Barry, I hate to disagree with someone offering advice, but the TR8 manual
gives a spec of 9-16 degrees advance at 12" of vacuum, then in a separate
table gives 10-14 degrees of retard at 12" of vacuum. Since the distributor
has both vacuum advance and retard, the retard line comes off the manifold,
and .the advance comes off the carb. As I rev the engine I can stick my
finger over the advance hose and feel it sucking stronger. The mechanical
advance is only 22 degrees at 3000RPM, hence my concern. Stu
----------
From: Barry Schwartz <bschwartz@encad.com>
To: triumphs@autox.team.net
Subject: Re: Fw: Timing question
Date: Monday, July 28, 1997 4:58 PM
>When the Factory manual gives advance degrees at different RPMs for
>mechanical and vacuum, are the two strictly additive, or does the vacuum
>advance only work under acceleration but not at constant RPM? I am
>replacing the Lucas distributor with an adjustable all mechanical advance
>Mallory dual point, and I'm not sure how to set it up
***************************
Actually Stu-Jo?. . . You've got it kinda backwards. The vacuum advance
doesn't even come into play during full throttle runs as vacuum drops to
zero or near zero. The vacuum advance works only when there is vacuum i.e.

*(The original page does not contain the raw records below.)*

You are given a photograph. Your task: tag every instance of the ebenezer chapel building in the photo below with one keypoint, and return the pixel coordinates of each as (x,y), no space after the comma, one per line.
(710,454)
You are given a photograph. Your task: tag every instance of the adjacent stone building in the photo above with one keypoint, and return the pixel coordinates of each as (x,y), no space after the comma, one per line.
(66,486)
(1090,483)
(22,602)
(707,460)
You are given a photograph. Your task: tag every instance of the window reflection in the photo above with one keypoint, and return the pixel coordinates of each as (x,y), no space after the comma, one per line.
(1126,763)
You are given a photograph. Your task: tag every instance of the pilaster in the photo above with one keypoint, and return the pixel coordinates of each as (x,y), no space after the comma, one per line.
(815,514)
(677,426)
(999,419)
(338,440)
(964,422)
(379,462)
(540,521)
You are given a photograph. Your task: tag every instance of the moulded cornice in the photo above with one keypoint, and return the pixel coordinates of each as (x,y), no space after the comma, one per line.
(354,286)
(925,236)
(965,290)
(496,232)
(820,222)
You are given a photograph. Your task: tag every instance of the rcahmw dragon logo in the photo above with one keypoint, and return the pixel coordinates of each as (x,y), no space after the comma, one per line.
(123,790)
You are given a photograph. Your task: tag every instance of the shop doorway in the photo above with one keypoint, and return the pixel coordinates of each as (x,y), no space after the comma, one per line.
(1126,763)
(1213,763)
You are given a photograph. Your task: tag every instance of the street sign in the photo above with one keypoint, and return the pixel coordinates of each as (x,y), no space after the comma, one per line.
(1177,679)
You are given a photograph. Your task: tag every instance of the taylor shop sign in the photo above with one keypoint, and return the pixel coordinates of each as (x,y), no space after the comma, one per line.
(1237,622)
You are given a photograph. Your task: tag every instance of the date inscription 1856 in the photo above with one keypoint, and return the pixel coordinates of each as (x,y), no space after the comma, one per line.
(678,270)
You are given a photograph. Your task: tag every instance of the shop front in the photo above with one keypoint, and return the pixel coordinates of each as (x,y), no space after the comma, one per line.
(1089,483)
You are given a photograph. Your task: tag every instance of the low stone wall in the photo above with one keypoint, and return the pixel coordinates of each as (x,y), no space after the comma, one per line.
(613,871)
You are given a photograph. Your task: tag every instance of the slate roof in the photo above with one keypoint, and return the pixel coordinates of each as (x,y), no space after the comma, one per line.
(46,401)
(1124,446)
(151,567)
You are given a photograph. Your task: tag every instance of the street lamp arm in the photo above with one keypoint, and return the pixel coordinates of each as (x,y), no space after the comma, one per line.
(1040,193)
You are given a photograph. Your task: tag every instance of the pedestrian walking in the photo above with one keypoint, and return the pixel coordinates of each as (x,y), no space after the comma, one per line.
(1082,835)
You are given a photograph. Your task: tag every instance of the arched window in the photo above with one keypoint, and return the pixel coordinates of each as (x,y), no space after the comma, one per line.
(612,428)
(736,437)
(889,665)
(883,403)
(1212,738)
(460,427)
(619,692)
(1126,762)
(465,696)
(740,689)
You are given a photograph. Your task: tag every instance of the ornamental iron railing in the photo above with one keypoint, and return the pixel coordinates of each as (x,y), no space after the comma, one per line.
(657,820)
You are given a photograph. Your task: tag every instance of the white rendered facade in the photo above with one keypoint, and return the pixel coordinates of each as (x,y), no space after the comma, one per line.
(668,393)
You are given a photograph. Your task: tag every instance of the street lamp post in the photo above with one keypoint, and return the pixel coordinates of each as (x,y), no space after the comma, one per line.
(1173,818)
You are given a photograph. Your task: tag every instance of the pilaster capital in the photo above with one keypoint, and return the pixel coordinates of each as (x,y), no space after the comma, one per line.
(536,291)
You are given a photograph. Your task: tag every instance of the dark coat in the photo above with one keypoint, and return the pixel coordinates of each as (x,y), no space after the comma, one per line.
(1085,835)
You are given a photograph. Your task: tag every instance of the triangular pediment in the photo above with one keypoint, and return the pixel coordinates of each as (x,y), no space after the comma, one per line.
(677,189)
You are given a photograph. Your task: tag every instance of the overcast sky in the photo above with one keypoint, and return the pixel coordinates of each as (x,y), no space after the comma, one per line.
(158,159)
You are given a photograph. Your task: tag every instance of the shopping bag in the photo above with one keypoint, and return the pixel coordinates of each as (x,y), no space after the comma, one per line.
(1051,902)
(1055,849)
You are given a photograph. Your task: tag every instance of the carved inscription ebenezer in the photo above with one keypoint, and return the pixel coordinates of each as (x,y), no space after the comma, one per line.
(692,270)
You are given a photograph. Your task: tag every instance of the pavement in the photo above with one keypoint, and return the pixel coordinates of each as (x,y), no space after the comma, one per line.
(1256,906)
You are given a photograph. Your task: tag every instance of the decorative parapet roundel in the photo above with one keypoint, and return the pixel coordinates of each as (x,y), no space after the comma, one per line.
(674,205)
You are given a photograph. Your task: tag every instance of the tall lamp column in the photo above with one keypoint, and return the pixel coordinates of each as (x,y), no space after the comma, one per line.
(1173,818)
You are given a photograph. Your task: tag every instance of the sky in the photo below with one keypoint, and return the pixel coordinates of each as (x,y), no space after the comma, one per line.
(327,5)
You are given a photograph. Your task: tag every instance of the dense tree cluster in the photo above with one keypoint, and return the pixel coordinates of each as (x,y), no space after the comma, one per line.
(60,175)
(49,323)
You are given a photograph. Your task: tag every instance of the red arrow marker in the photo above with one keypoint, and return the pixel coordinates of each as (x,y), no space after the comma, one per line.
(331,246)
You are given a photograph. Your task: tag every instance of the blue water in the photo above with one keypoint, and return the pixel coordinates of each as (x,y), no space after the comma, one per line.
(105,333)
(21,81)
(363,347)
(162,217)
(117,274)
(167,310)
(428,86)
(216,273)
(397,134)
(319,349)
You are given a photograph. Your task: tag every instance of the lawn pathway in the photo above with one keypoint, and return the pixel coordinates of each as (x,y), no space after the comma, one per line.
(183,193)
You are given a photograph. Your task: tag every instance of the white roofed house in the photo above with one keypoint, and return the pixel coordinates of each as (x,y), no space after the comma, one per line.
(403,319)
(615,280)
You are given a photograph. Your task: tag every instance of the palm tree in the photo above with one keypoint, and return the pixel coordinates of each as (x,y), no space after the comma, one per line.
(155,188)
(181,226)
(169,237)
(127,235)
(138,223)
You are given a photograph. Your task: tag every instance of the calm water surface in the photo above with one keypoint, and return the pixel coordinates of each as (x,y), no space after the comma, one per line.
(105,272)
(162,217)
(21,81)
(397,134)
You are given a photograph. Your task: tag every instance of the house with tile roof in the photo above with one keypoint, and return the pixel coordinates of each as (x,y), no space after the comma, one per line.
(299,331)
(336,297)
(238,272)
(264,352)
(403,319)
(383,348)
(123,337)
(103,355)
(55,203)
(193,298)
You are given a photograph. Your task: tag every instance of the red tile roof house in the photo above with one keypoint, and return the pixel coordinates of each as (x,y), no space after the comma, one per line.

part throttle to idle conditions. Vacuum advance is strictly for economy
and cooler [more efficent] running during those conditions, not for
performance. For pure performance you use the mechanical advance, curving
it to utilize the optimum advance at the earliest rpm that YOUR particular
engine can use. That's kind of an over simplification of mechanical
advance, but it sorta gives you an idea of what you want.
Barry Schwartz in San Diego, CA
Bschwartz@encad.com
72-V6/5sp Spitfire ( daily driver )
70 GT6+ ( when I don't drive the Spitfire )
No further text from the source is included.